Прохина лакеи вывели и посадили, пока ямщики запрягали лошадей. Его обложили подушками, так что он занимал почти весь экипаж. Мне оставалось небольшое пространство. После прощаний, лобзаний с теткой, сели наконец, и мы тронулись, трясясь по избитой мостовой. У Прохина лицо, как вчера, было бессмысленное. Он смотрел тупым взглядом вперед, ничего не видя, сидел прочно между подушек, как монумент. На мое «здравствуйте» он не отвечал ни слова, даже, кажется, не заметил моего присутствия. Так покатились мы по петербургскому шоссе.
Углицкие были озабочены состоянием, в каком был Прохин, и на каждой станции спрашивали меня, что он делает, что говорит и вообще каков, приходит ли в себя? Я сам смотрел на своего спутника с некоторым сомнением и даже опасением: «А ну, как он... «с безумных глаз» набедокурит что-нибудь?» — думалось мне. Но он промолчал весь этот день. Ночь мы провели на станции, поручив его попечениям обоих лакеев, и на другой день, с рассветом, поехали далее.
Прохин сохранял свои монументальный вид и неподвижную позу бронзового сфинкса, уставив глаза в пространство. Он только беспрестанно вынимал из-под подушки большую табакерку и набивал нос табаком, которым запачкал себе и щеки и небритую бороду. На мои вопросы он ничего не отвечал.
На вторые сутки он стал обнаруживать признаки жизни — и отличился. Взгляд его стал блуждать вокруг себя; наконец он заметил и меня.
— А, и ты тут! — не то грозно, не то насмешливо произнес он, — мой слог едешь поправлять! ха, ха, ха! парлефрансе! Дай табаку!
Я подал ему табакерку. Зловещая живость разыгрывалась в нем все более и более. На вопрос мой, знает ли он меня, кто я такой, он взглянул на меня и едко ответил: «Как не знать тебя, известного пьяницу!»
Я засмеялся. Вот уж, что называется, с больной головы да на здоровую!
— Что смеешься! Дай табаку! — беспрестанно командовал он. Я спешил его удовлетворить, робко прижимаясь в угол и сторонясь от его размахов руками.

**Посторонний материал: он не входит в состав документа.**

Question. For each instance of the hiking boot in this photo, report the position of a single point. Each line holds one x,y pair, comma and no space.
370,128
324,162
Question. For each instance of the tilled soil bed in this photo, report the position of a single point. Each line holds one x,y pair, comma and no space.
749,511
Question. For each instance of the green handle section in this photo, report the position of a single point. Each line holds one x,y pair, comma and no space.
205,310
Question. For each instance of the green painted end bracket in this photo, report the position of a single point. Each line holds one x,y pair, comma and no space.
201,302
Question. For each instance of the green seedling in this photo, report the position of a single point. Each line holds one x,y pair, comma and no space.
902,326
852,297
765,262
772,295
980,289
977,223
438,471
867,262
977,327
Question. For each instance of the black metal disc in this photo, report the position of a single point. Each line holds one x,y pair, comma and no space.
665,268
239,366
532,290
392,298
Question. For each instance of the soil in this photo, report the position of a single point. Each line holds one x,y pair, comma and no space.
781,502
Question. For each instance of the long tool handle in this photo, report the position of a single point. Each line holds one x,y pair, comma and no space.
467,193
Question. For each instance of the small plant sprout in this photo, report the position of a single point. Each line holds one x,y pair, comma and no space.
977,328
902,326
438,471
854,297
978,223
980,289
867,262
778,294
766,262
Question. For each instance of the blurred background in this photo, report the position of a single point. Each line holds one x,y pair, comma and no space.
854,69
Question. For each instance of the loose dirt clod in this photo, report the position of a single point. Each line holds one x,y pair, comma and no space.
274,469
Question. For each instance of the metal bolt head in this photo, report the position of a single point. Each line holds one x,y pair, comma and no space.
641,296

Он к вечеру третьего дня совсем рехнулся: кричал, плакал, называл нас разбойниками, говорил, что мы прячем от него письма от отца. Завидев одну бабу, шедшую по дороге с кузовком, он закричал: «Стой, стой!» Ямщик придержал лошадей, а он в одно мгновение выскочил из экипажа — откуда проворство взялось! — перебежал дорогу и выхватил у бабы кузовок из рук, прежде нежели мы с лакеем успели догнать его. Баба не давала, а он отнимал у нее кузов, крича: «Здесь письмо от отца: он просит помощи, его резать хотят!»

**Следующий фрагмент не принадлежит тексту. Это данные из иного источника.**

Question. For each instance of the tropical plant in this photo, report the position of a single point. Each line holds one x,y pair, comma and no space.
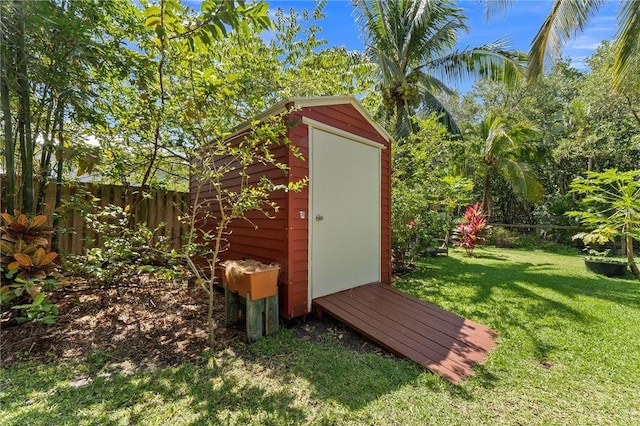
26,265
412,42
469,231
611,208
507,149
24,246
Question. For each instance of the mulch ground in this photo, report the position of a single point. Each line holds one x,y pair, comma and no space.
146,322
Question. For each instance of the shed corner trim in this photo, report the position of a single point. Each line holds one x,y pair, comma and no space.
339,132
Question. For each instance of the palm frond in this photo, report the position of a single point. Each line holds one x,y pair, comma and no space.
627,41
494,7
494,61
522,180
565,18
432,104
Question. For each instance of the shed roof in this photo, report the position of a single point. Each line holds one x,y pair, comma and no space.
309,102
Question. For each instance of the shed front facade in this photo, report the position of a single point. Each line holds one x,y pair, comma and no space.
336,233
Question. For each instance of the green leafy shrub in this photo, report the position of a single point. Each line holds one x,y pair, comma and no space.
610,208
123,250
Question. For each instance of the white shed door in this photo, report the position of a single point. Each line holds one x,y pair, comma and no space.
344,213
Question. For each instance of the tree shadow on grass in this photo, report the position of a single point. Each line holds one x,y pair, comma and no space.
515,297
258,384
206,395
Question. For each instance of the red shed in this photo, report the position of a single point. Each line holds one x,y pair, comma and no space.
336,233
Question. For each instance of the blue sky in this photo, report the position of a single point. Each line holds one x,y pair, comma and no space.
519,22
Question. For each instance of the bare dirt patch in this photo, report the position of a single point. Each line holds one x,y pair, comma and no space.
145,322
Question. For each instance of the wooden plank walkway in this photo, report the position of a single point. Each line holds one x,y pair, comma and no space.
437,339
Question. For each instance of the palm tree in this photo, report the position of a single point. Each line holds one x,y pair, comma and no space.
411,42
506,149
568,16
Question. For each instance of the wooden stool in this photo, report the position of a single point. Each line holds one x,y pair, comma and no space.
261,315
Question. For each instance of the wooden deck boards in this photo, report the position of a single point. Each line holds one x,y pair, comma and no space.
440,340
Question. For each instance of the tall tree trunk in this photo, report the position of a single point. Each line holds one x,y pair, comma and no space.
45,157
486,196
9,145
630,259
24,126
55,240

Он испустил вопль и залился горькими слезами. Углицкий, я, оба лакея — насилу сладили с ним и усадили в коляску.
Дамы, то есть собственно Марья Андреевна была в ужасе, нюхала соли. Софья Львовна обращала любопытный вопросительный взгляд на меня. Я украдкой прикладывал ладони к вискам, как Чуча; она спешила отвернуться, пряча смех в подушку. Углицкий твердил, что он давно не был в такой «ажитации». Он гнал ямщиков, торопил станционных смотрителей, требуя лошадей, чтобы добраться скорей до Петербурга и сдать Прохина в больницу.
А этот продолжал все чудить, терял сознание. Ехали лесом, попадались навстречу мужики, бабы. «Невольницы, приближайтесь, пойте! — командовал он, — невольники, пляшите! Этот лес вырубить, — говорил дальше, — и засеять табаком... Дай табаку!»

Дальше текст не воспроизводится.